Python Flask Kafka Batch Processing with Scheduler & Database Batch Insert Example

This diagram shows the components and their interactions: Kafka Producer, Kafka Broker, Batch, Scheduler, Python Flask, and Database.

Explanation:

  • Actors:

    • Kafka Producer: Produces messages to the Kafka Broker.
    • Scheduler: Triggers the periodic batch processing.
    • User: The user interacting with the system.
  • Entities:

    • Kafka Broker: The Kafka message broker that handles communication between the producer and consumer.
    • Python Flask App: The Flask app that interacts with Kafka and handles user requests.
    • Batch Processing: The logic responsible for consuming Kafka messages and processing them in batches.
    • PostgreSQL Database: The database where batch data is inserted.

Interactions:

  1. User interacts with the FlaskApp.
  2. FlaskApp sends/receives messages from KafkaBroker.
  3. KafkaProducer publishes messages to the KafkaBroker.
  4. The KafkaBroker delivers messages to FlaskApp.
  5. FlaskApp initiates Batch Processing.
  6. Batch Processing inserts data into the PostgreSQL Database.
  7. The Scheduler periodically triggers Batch Processing to insert data.

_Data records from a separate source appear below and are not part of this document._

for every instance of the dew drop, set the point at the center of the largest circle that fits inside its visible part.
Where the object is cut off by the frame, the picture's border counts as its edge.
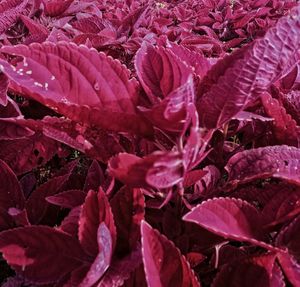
(96, 86)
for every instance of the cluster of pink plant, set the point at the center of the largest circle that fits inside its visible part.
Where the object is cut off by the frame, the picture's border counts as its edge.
(149, 143)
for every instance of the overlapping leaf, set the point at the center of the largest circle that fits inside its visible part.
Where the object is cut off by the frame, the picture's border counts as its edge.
(231, 218)
(237, 80)
(163, 263)
(77, 82)
(274, 161)
(24, 250)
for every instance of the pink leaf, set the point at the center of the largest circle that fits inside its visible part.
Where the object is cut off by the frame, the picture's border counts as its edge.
(102, 261)
(159, 169)
(57, 75)
(231, 218)
(120, 270)
(95, 210)
(240, 273)
(239, 79)
(24, 250)
(128, 208)
(36, 204)
(55, 8)
(36, 150)
(67, 199)
(284, 127)
(272, 161)
(159, 71)
(163, 263)
(11, 194)
(10, 10)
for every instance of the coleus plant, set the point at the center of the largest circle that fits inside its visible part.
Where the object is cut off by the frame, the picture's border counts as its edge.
(147, 143)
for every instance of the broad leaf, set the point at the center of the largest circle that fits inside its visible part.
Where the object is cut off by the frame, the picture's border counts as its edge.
(10, 10)
(24, 250)
(128, 209)
(163, 263)
(231, 218)
(238, 80)
(95, 210)
(159, 169)
(274, 161)
(102, 261)
(159, 71)
(58, 75)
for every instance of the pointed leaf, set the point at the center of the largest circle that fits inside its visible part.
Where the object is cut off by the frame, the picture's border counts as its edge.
(284, 127)
(10, 10)
(67, 199)
(159, 71)
(102, 261)
(120, 270)
(273, 161)
(231, 218)
(57, 75)
(159, 169)
(24, 250)
(163, 263)
(36, 204)
(95, 210)
(248, 72)
(241, 273)
(128, 208)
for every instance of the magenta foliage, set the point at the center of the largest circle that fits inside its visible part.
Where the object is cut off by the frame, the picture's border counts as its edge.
(149, 143)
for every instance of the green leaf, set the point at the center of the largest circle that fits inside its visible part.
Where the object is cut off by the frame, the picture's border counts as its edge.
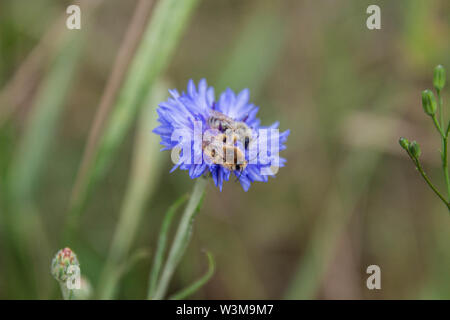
(163, 235)
(197, 284)
(167, 23)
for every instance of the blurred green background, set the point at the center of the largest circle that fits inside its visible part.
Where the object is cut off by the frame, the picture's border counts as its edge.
(347, 198)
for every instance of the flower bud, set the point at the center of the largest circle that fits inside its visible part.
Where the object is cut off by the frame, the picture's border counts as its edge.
(428, 102)
(439, 77)
(61, 262)
(414, 149)
(404, 143)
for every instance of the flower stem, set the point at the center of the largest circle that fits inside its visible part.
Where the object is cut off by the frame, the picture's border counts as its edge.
(444, 139)
(181, 239)
(424, 175)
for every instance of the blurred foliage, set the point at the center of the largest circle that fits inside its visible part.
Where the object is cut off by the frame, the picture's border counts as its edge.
(347, 198)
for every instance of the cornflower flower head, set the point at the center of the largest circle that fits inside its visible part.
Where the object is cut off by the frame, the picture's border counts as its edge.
(220, 136)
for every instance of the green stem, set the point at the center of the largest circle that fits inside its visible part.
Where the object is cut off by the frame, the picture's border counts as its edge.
(424, 175)
(437, 125)
(181, 239)
(445, 164)
(66, 292)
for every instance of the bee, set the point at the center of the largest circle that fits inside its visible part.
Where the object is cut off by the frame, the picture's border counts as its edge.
(228, 156)
(219, 121)
(237, 129)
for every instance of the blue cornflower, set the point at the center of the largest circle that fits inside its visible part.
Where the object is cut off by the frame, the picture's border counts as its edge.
(193, 115)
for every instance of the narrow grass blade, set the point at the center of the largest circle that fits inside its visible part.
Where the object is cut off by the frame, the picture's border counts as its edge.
(181, 239)
(144, 176)
(183, 294)
(162, 240)
(23, 224)
(167, 23)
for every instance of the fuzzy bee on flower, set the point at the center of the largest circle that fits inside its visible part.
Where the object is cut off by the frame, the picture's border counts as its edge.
(219, 137)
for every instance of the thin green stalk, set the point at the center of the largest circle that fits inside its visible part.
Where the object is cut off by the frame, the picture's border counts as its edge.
(445, 163)
(159, 254)
(444, 140)
(144, 176)
(183, 294)
(424, 175)
(66, 292)
(157, 46)
(181, 239)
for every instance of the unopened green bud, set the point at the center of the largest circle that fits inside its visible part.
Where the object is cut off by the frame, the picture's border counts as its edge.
(428, 102)
(439, 77)
(414, 149)
(404, 143)
(63, 259)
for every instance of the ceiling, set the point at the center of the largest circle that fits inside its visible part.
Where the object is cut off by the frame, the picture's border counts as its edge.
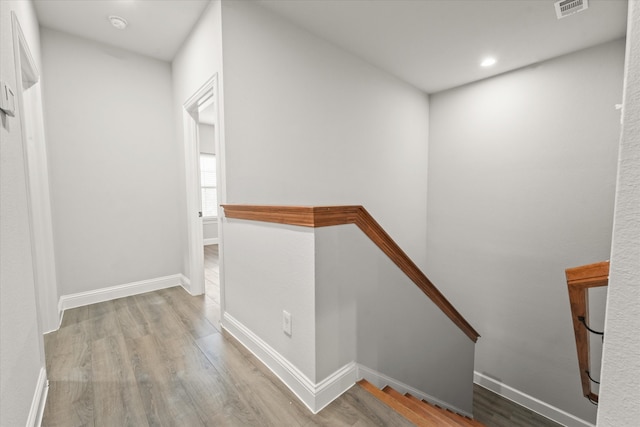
(157, 28)
(432, 44)
(439, 44)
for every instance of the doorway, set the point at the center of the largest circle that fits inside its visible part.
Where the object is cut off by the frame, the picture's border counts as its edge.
(205, 192)
(29, 103)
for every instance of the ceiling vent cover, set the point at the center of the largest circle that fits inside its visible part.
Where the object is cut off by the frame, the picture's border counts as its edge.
(565, 8)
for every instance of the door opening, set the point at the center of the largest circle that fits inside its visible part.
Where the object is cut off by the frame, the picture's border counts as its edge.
(205, 193)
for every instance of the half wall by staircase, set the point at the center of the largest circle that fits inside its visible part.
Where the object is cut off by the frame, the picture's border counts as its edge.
(355, 313)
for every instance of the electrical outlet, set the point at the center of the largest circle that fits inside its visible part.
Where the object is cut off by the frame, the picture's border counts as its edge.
(286, 322)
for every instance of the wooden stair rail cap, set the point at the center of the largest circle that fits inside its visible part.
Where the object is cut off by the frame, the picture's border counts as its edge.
(324, 216)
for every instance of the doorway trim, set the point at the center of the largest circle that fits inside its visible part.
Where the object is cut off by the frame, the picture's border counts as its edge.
(29, 97)
(205, 96)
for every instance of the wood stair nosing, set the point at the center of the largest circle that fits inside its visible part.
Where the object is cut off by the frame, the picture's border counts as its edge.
(418, 408)
(442, 414)
(470, 421)
(396, 405)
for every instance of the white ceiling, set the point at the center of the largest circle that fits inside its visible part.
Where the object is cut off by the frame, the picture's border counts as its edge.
(438, 44)
(156, 28)
(432, 44)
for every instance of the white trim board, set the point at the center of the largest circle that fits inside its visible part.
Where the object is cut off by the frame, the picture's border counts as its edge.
(529, 402)
(39, 399)
(380, 380)
(314, 396)
(120, 291)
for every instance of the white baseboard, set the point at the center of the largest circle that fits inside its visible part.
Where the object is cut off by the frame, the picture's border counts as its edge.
(106, 294)
(314, 396)
(529, 402)
(39, 399)
(380, 380)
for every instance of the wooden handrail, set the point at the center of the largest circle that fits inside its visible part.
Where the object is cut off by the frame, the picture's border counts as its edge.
(323, 216)
(579, 280)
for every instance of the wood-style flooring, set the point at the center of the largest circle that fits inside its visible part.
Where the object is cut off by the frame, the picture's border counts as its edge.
(160, 359)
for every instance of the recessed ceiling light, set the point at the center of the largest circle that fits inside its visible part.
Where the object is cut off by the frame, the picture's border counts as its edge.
(488, 62)
(118, 22)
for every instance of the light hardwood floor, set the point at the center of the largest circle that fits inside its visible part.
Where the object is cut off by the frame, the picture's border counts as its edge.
(159, 359)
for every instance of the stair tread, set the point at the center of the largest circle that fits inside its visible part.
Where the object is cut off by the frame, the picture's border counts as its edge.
(419, 412)
(394, 404)
(450, 414)
(442, 414)
(418, 407)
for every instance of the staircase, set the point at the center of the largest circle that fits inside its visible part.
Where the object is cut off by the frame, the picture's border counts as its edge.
(419, 412)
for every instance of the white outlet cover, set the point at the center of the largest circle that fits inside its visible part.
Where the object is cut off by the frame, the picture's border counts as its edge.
(286, 322)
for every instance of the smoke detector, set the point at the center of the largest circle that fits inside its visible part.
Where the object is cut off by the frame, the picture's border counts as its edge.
(118, 22)
(565, 8)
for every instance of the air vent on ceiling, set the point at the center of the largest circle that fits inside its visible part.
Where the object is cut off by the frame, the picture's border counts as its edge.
(565, 8)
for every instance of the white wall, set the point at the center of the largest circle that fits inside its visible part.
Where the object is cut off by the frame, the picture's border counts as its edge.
(268, 278)
(21, 344)
(199, 58)
(207, 138)
(521, 186)
(621, 364)
(308, 124)
(114, 175)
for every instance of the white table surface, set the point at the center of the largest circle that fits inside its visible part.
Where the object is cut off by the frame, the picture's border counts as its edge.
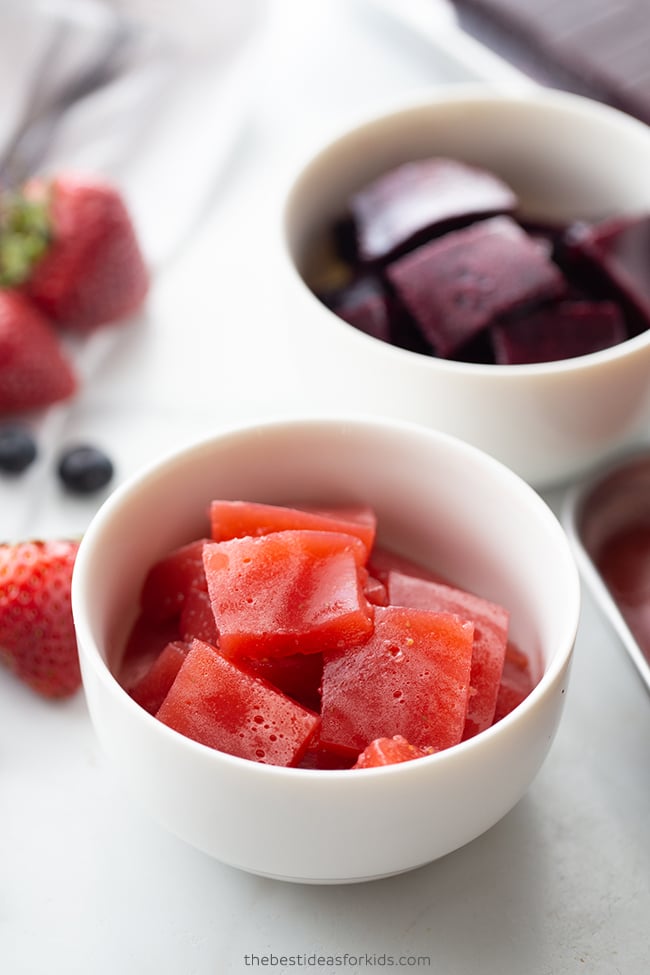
(88, 884)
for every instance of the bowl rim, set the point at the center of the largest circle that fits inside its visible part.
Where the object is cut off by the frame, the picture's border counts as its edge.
(91, 655)
(497, 94)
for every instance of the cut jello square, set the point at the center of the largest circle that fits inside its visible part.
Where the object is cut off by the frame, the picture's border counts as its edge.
(418, 199)
(560, 330)
(490, 638)
(613, 259)
(410, 678)
(225, 706)
(287, 592)
(458, 284)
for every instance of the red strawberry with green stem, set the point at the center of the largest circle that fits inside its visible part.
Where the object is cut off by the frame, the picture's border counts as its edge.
(37, 637)
(69, 244)
(34, 370)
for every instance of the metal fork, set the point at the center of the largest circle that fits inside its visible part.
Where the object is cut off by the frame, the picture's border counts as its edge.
(45, 107)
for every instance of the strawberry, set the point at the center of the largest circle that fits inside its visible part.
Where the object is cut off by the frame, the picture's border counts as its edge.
(37, 637)
(34, 371)
(69, 244)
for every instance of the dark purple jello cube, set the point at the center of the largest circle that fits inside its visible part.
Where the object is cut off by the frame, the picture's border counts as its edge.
(417, 200)
(612, 259)
(460, 283)
(560, 330)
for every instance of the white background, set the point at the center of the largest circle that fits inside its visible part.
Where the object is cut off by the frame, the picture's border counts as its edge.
(88, 885)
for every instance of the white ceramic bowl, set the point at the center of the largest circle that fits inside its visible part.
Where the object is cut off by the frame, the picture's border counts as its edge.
(566, 157)
(438, 500)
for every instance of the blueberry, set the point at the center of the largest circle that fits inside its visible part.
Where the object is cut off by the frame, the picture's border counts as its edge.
(85, 469)
(17, 449)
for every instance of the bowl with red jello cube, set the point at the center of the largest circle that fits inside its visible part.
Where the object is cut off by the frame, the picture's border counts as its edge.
(295, 634)
(477, 261)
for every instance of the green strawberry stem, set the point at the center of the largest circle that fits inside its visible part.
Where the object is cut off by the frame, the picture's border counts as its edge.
(25, 234)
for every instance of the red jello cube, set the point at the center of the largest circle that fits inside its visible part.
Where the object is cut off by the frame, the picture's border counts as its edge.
(169, 580)
(236, 519)
(457, 285)
(410, 678)
(220, 704)
(287, 592)
(516, 682)
(490, 638)
(152, 688)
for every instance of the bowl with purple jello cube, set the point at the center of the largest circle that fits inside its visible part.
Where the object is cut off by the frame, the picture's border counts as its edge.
(479, 261)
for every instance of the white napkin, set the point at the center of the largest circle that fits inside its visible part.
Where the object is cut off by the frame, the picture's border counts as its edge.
(164, 125)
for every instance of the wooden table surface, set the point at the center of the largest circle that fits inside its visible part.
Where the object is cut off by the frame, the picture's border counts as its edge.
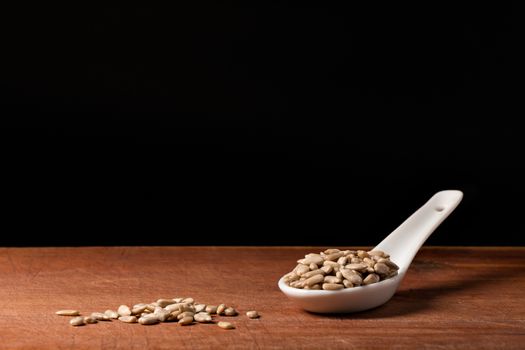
(451, 298)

Here is a complete example of processing bulk data from a Kafka queue, batching the data, and inserting it into a database using Python, Flask, a scheduler (like APScheduler), and Kafka's Python client confluent-kafka.


Steps

  1. Install Dependencies Install required libraries:

    pip install flask apscheduler confluent-kafka sqlalchemy psycopg2
  2. Kafka Consumer and Database Setup

    • Use Kafka for the message queue.
    • Use SQLAlchemy to interact with the database (e.g., PostgreSQL).
  3. Application Design

    • Flask App: To serve and monitor the system.
    • Scheduler: To trigger batch inserts at intervals.
    • Batch Logic: To consume Kafka messages and insert data in bulk into the database.

Code

from flask import Flask, jsonify
from apscheduler.schedulers.background import BackgroundScheduler
from confluent_kafka import Consumer, KafkaError
from sqlalchemy import create_engine, Column, Integer, String, Sequence
from sqlalchemy.ext.declarative import declarative_base
from sqlalchemy.orm import sessionmaker
import time

# Flask App
app = Flask(__name__)

# Database Configuration
DATABASE_URL = 'postgresql://user:password@localhost:5432/mydatabase'
engine = create_engine(DATABASE_URL)
Base = declarative_base()
Session = sessionmaker(bind=engine)
db_session = Session()

# Kafka Configuration
KAFKA_BROKER = 'localhost:9092'
KAFKA_TOPIC = 'example_topic'

consumer = Consumer({
    'bootstrap.servers': KAFKA_BROKER,
    'group.id': 'example_group',
    'auto.offset.reset': 'earliest'
})

# Message Model for SQLAlchemy
class Message(Base):
    __tablename__ = 'messages'
    id = Column(Integer, Sequence('message_id_seq'), primary_key=True)
    key = Column(String(50))
    value = Column(String(255))

Base.metadata.create_all(engine)

# In-Memory Batch
batch = []
BATCH_SIZE = 100
BATCH_INTERVAL = 10  # Seconds

def consume_messages():
    """
    Consume messages from Kafka and store them in an in-memory batch.
    """
    global batch
    consumer.subscribe([KAFKA_TOPIC])
    
    while True:
        msg = consumer.poll(1.0)  # Poll timeout of 1 second
        if msg is None:
            continue
        if msg.error():
            if msg.error().code() != KafkaError._PARTITION_EOF:
                print(f"Kafka Error: {msg.error()}")
            continue

        # Add message to batch
        batch.append({"key": msg.key().decode('utf-8'), "value": msg.value().decode('utf-8')})
        if len(batch) >= BATCH_SIZE:
            insert_batch()

def insert_batch():
    """
    Insert the in-memory batch into the database and clear the batch.
    """
    global batch
    if not batch:
        return

    try:
        db_session.bulk_insert_mappings(Message, batch)
        db_session.commit()
        print(f"Inserted {len(batch)} messages into the database.")
        batch.clear()
    except Exception as e:
        db_session.rollback()
        print(f"Error during batch insert: {e}")

# APScheduler Job
def schedule_batch_insert():
    """
    Periodically insert batch data into the database.
    """
    if batch:
        insert_batch()

scheduler = BackgroundScheduler()
scheduler.add_job(schedule_batch_insert, 'interval', seconds=BATCH_INTERVAL)
scheduler.start()

# Flask Routes
@app.route('/health', methods=['GET'])
def health_check():
    return jsonify({"status": "running", "batch_size": len(batch)})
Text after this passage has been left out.